Will Hay was a big deal in the UK in the 1930s. In 1937, when he made Good Morning, Boys, British film exhibitors voted him the 4th-best box office draw. His signature character was a jocular schoolmaster, and in this movie he brings his pupils to Paris where they outwit a gang of crooks.

I had never heard of this movie or Will Hay before I began compiling this list. Even Leonard Maltin failed to mention most Hay movies, including this one. Finding gold like this and sharing it with you is, for me, the best part of compiling the Internet Archive Top 100.

 Clancy Street Boys (1943) on IMDb

The movies of the East Side Kids and Bowery Boys illustrate a drawback to relying on IMDb rankings alone. The site’s users review only the movies they’ve seen, and once they’ve seen an East Side Kids movie or two, they know whether they want to see more. The enthusiastic supporters who like the group would have packed the Internet Archive Top 100 with several examples.

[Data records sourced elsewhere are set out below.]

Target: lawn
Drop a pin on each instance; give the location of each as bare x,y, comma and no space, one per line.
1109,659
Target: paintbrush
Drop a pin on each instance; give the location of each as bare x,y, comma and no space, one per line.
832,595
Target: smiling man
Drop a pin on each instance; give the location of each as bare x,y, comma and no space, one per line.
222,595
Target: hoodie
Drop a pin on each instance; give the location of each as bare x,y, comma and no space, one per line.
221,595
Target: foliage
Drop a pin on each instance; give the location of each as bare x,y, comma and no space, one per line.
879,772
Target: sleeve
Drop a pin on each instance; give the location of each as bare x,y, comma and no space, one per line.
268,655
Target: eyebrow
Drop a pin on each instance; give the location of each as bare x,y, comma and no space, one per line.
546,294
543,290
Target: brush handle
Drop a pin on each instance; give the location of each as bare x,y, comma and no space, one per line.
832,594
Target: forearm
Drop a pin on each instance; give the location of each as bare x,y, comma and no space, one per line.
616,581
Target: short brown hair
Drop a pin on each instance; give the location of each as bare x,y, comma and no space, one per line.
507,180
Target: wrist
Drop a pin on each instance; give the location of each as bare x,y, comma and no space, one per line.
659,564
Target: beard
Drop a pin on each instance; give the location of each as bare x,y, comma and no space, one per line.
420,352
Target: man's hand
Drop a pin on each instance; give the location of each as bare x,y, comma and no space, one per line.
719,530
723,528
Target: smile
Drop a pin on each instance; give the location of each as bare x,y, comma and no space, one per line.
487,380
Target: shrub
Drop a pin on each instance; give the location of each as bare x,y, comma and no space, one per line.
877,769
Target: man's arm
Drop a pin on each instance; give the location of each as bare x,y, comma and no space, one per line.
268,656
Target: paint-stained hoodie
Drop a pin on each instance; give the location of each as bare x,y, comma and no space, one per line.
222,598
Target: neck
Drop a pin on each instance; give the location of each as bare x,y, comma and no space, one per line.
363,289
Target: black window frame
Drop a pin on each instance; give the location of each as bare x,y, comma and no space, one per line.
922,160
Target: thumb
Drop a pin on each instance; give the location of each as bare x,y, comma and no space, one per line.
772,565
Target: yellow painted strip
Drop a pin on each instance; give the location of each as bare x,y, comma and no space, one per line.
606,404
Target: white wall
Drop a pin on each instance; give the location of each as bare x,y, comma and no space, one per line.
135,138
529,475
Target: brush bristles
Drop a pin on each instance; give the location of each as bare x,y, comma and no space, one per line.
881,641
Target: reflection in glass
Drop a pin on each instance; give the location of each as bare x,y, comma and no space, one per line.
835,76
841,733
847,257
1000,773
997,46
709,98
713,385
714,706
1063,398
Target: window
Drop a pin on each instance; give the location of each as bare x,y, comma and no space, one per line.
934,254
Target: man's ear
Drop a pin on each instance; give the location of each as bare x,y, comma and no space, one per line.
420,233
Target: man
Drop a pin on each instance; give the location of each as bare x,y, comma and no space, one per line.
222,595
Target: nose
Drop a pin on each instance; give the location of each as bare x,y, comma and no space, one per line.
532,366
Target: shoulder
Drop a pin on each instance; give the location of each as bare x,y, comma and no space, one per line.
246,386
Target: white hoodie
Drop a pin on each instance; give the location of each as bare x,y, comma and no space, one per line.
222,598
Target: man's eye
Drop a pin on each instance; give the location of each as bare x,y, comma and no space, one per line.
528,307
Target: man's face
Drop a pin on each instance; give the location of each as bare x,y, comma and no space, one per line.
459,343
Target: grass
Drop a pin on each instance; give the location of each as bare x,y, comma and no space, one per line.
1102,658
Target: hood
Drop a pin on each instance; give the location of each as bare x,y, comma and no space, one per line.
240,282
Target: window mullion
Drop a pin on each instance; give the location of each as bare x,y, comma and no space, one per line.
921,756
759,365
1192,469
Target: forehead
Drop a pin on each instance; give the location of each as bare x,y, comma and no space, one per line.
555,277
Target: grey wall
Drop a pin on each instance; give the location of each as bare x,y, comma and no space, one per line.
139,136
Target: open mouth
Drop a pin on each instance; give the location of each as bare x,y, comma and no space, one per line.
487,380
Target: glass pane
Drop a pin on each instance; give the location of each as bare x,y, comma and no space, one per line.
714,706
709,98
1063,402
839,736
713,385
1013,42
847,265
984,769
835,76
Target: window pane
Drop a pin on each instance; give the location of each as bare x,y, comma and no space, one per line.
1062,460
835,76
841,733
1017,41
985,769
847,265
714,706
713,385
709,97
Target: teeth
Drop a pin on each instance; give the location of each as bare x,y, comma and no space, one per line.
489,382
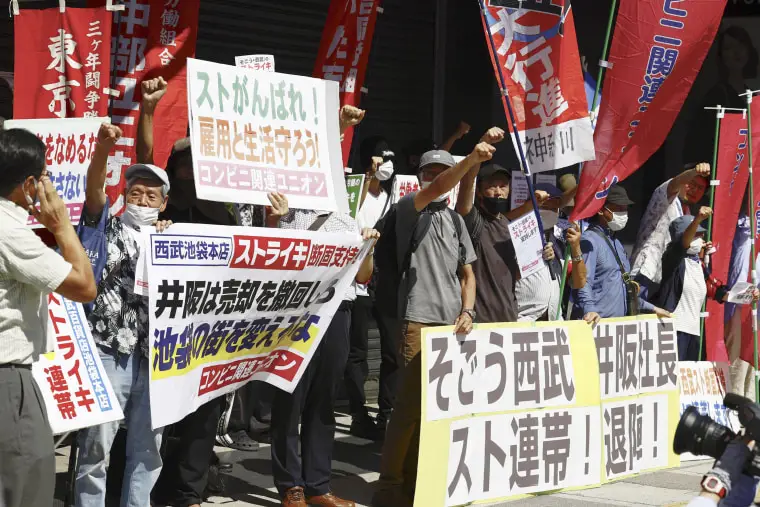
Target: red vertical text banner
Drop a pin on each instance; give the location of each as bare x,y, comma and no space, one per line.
537,54
152,38
657,51
732,173
747,334
63,65
344,51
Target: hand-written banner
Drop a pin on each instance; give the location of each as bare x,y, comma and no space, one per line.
233,304
76,390
69,144
538,416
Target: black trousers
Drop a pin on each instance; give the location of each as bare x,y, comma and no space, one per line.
357,368
27,457
312,402
185,472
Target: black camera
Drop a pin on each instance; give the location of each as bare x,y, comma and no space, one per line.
701,436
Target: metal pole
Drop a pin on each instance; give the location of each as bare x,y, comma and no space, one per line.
718,115
513,123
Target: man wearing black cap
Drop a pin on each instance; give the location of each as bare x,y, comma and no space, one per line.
608,291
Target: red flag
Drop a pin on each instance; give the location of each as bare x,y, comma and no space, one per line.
153,38
344,51
537,54
657,51
733,173
63,63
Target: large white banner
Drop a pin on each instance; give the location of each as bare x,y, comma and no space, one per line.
69,144
234,304
75,389
259,132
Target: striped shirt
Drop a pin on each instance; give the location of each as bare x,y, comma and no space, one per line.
29,271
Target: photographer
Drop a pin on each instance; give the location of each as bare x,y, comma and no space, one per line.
726,484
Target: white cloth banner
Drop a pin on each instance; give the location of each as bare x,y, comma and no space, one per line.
259,132
234,304
75,389
69,143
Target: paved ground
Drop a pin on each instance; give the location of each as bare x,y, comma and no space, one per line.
355,469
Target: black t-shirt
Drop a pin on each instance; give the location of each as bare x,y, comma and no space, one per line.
496,269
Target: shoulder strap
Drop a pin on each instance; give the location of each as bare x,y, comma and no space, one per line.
319,222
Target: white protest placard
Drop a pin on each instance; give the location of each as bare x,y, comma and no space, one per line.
75,389
526,239
69,144
518,191
259,132
232,304
263,63
741,293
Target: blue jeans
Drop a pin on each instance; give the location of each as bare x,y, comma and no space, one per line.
129,376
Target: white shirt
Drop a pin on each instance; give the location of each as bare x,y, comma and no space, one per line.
29,271
654,233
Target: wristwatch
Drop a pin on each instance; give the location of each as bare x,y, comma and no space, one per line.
714,485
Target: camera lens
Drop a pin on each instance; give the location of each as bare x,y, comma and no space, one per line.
700,435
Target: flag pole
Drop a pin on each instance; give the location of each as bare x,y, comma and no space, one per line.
511,117
603,63
753,224
719,114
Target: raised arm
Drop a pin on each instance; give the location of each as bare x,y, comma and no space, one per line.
449,178
152,91
95,193
467,186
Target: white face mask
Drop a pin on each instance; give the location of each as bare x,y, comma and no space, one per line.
440,198
619,221
138,216
696,246
385,171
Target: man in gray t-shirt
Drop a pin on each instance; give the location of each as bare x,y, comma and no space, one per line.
437,290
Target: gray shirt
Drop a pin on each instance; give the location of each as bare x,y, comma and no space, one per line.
431,293
29,271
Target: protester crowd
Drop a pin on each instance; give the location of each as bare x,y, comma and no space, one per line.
433,265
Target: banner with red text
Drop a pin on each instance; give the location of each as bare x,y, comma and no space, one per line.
657,51
732,173
537,54
344,51
75,388
234,304
152,38
69,143
62,63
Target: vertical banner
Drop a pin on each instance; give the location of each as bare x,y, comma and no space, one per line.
547,407
62,63
69,144
537,53
75,389
152,38
233,304
732,173
657,50
259,132
344,51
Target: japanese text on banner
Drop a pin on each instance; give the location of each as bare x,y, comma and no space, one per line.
259,132
74,386
69,144
233,304
537,53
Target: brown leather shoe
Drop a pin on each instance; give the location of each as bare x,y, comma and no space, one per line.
329,500
294,498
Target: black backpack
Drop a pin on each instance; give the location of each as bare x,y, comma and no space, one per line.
387,277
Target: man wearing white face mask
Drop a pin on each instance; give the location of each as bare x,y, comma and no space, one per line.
609,291
686,281
119,324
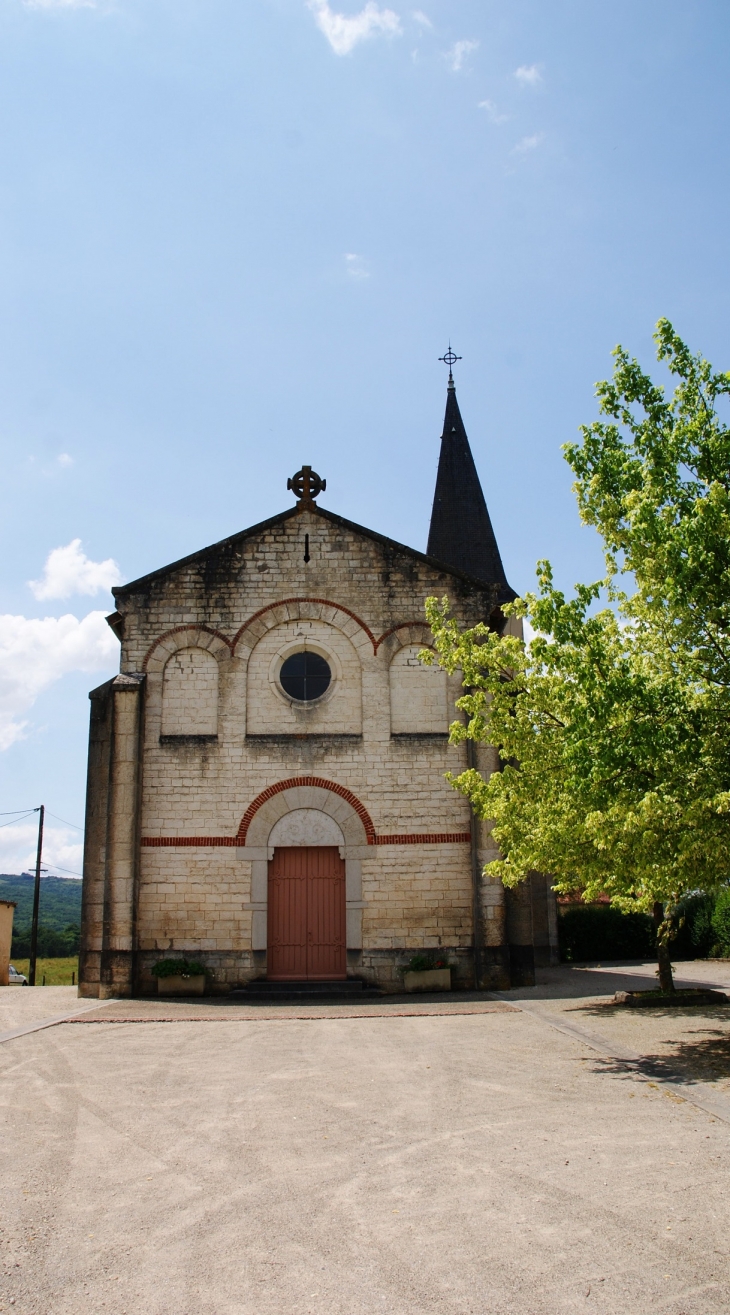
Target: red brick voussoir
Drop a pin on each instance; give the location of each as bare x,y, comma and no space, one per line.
292,783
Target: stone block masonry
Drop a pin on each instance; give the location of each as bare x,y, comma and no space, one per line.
196,744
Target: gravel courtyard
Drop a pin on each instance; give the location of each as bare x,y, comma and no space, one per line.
451,1155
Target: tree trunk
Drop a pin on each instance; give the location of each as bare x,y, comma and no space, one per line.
663,935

Tempered by Leonard Maltin’s ratings, it’s easier to list only the best-ranked East Side Kids movie, Clancy Street Boys. In this entry, Muggs recruits the rest of the gang to be his siblings so his visiting rich uncle will see the seven kids Muggs’ dad said he had. If you want to see more of Leo Gorcey, Huntz Hall et al, the Archive has you covered.

 I Love Trouble (1948) on IMDb


There’s no shortage of Alfred Hitchcock movies in the Internet Archive’s Feature Films collection, nor in the IA Top 100. In Sabotage, Sylvia Sidney stars as the unwitting accomplice to her husband, who meets with his gang of foreign saboteurs in his cinema in London. A Scotland Yard detective goes undercover in a shop next door.

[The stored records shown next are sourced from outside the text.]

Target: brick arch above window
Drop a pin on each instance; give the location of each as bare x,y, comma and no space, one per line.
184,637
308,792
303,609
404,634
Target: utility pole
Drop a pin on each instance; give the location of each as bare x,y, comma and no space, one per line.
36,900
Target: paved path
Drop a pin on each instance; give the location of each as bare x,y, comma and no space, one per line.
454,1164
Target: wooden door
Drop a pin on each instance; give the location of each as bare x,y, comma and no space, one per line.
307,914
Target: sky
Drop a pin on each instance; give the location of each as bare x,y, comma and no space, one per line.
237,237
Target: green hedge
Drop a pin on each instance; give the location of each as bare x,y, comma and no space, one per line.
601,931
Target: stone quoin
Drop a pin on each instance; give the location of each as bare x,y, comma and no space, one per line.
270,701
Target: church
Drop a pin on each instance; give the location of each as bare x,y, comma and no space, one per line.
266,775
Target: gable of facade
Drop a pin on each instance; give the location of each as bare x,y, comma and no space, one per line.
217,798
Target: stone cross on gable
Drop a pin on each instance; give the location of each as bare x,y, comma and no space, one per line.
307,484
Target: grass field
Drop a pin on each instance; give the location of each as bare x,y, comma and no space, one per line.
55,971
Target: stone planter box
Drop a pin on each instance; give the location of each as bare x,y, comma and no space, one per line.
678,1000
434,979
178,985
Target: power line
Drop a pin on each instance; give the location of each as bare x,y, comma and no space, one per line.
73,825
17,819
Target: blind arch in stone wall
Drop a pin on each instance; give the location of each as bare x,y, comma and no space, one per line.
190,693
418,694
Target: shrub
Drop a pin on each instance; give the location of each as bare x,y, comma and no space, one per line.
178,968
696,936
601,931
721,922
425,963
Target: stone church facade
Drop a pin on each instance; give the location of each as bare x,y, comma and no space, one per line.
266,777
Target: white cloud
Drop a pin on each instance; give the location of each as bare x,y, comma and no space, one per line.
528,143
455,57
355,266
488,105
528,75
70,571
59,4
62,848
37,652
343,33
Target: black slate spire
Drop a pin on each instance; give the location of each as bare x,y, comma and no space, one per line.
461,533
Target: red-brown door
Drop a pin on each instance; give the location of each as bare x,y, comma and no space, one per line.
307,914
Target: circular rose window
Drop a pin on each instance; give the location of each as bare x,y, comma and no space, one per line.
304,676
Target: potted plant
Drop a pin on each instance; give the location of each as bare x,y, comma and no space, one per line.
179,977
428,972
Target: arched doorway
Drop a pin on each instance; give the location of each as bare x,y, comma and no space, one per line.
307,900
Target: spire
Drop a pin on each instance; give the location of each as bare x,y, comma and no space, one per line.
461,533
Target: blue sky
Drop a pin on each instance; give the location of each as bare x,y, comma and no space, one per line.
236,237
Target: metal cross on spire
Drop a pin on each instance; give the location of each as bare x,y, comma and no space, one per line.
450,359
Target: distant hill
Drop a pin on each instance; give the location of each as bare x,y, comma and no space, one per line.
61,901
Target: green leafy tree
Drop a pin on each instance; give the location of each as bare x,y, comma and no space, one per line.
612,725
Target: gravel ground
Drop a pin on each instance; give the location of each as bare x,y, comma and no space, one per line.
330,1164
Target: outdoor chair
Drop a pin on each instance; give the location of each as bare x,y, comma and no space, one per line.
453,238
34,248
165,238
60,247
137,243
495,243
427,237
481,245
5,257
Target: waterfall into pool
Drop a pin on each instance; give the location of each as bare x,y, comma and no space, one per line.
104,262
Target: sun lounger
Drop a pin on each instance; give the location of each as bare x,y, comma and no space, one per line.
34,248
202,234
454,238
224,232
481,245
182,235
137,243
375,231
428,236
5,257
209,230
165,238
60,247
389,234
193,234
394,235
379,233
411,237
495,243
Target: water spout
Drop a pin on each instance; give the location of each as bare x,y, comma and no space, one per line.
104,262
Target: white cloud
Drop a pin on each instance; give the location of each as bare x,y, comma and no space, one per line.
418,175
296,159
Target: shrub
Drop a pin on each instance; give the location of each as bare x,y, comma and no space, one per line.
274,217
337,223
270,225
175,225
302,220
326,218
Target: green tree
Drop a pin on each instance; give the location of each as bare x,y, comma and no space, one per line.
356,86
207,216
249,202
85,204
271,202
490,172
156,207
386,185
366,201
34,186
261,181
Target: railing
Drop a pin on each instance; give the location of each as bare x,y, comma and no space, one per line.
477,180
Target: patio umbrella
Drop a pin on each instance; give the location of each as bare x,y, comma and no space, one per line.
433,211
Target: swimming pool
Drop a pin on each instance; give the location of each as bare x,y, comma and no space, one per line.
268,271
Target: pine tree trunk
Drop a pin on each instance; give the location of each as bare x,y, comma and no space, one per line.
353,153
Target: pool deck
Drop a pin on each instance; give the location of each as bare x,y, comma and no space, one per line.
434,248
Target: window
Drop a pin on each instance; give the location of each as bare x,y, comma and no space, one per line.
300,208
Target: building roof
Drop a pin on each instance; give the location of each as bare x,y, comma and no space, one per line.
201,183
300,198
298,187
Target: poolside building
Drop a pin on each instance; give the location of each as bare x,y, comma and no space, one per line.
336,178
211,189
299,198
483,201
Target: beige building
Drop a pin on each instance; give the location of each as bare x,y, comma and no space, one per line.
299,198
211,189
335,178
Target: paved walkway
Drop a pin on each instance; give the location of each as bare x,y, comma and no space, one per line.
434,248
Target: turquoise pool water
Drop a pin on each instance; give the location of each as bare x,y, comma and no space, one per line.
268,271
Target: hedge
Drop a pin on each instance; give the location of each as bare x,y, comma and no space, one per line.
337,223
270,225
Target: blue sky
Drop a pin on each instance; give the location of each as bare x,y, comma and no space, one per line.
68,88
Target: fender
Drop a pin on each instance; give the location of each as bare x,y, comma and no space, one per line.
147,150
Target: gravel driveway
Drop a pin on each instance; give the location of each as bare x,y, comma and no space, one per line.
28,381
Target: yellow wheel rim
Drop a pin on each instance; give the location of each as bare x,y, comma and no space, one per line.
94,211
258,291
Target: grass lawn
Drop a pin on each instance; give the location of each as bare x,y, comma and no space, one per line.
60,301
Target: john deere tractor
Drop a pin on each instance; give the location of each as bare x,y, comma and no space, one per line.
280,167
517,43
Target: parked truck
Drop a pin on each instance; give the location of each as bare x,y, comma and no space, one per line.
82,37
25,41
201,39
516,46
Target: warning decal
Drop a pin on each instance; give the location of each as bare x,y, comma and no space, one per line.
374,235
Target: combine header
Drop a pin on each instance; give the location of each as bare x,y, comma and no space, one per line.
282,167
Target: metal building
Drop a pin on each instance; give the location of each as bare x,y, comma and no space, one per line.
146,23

It’s tough to spot Hitchcock’s cameo in this one. It comes early, when he looks up just after the lights come up in front of the theater. The cartoon excerpt in the cinema near the end of the movie was from Who Killed Cock Robin?, a Silly Symphony by Walt Disney Studios.

 I Love Trouble (1948) on IMDb

One of the best-represented, critically acclaimed genres in the Internet Archive’s Feature Films collection is film noir, and this is the first example on this list. (Or the last example, if you’re reading 1 to 100.) Franchot Tone plays LA detective Stuart Bailey, the same character who would be the hero of the 1958 TV series 77 Sunset Strip.

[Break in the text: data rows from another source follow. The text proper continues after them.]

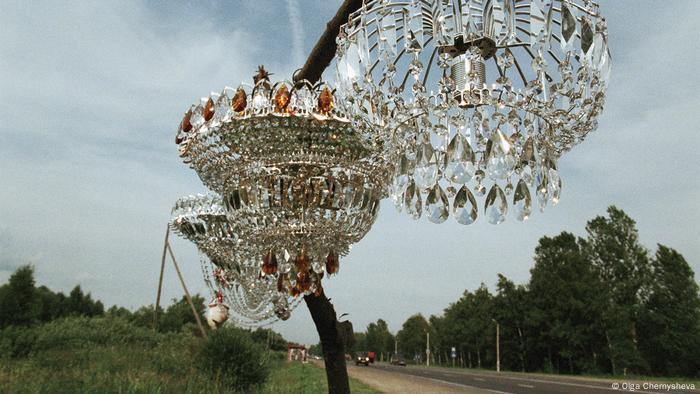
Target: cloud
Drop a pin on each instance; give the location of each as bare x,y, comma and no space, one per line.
297,31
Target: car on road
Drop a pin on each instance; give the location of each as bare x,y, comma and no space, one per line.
362,358
398,359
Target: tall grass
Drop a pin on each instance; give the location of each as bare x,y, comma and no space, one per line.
110,355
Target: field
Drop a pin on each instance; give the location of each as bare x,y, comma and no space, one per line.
108,355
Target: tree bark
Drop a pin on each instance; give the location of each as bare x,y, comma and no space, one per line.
323,52
333,335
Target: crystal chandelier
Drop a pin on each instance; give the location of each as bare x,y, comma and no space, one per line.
239,290
300,183
474,98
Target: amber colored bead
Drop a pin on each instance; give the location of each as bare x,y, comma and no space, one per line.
280,283
208,112
325,101
303,281
269,263
302,261
294,291
239,101
282,99
332,263
186,125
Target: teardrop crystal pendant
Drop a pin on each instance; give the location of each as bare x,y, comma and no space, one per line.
496,206
426,171
522,201
413,201
460,166
499,157
464,207
436,205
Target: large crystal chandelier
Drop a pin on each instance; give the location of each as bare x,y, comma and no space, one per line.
475,98
239,290
299,182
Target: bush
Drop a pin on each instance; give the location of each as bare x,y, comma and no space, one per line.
233,358
16,341
84,332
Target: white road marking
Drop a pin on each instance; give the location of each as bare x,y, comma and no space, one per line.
532,380
461,385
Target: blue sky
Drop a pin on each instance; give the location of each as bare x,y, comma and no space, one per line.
91,94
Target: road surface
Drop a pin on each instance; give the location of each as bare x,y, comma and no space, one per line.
438,380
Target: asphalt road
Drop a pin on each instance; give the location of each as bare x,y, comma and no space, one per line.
506,383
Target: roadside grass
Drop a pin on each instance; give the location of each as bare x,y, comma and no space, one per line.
298,378
108,355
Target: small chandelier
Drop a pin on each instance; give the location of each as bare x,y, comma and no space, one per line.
299,182
239,290
475,98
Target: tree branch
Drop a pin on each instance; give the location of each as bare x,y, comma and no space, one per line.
323,52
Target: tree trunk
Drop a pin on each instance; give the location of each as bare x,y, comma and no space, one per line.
333,335
522,350
612,354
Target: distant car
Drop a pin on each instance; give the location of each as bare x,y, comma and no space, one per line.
398,360
372,356
362,358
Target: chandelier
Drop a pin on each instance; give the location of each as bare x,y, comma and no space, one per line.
300,183
238,289
474,98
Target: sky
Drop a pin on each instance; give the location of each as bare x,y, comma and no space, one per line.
91,94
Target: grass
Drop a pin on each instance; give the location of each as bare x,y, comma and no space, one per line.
132,370
298,378
110,356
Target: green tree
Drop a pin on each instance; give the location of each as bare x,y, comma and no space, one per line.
566,299
18,299
179,314
623,265
51,305
511,307
412,337
81,304
670,323
379,339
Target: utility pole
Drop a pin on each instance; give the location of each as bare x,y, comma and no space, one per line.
427,349
498,346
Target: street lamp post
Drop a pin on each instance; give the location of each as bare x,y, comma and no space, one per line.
427,349
498,346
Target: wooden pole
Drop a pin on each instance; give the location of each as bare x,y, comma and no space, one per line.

In I Love Trouble, Bailey is hired by a wealthy man to investigate his missing wife’s background. Bailey pulls at the threads of information until he gets tangled up in at least one murder. It’s noir, which means that no one can be trusted, and I’ll leave it at that. The quality of the print starts out rough but quickly improves enough to keep this movie in the IA Top 100.

 The Light of Western Stars (1930) on IMDb

The Internet Archive’s Feature Film collection includes a lot of relatively short westerns from the first couple of decades of talking pictures. Winning the West, also known as The Light of Western Stars, is the best-rated of that multitude, so it’s the lone representative in the IA Top 100.

Richard Arlen stars as an embittered ranch foreman who wants revenge against the bad guys who killed his buddy. The dead buddy’s wife arrives to take over the ranch, Arlen makes a bad first impression, and everything sorts itself out quickly, since the movie is less than 70 minutes long. If you like this one, there are hundreds more from the genre available in the same place.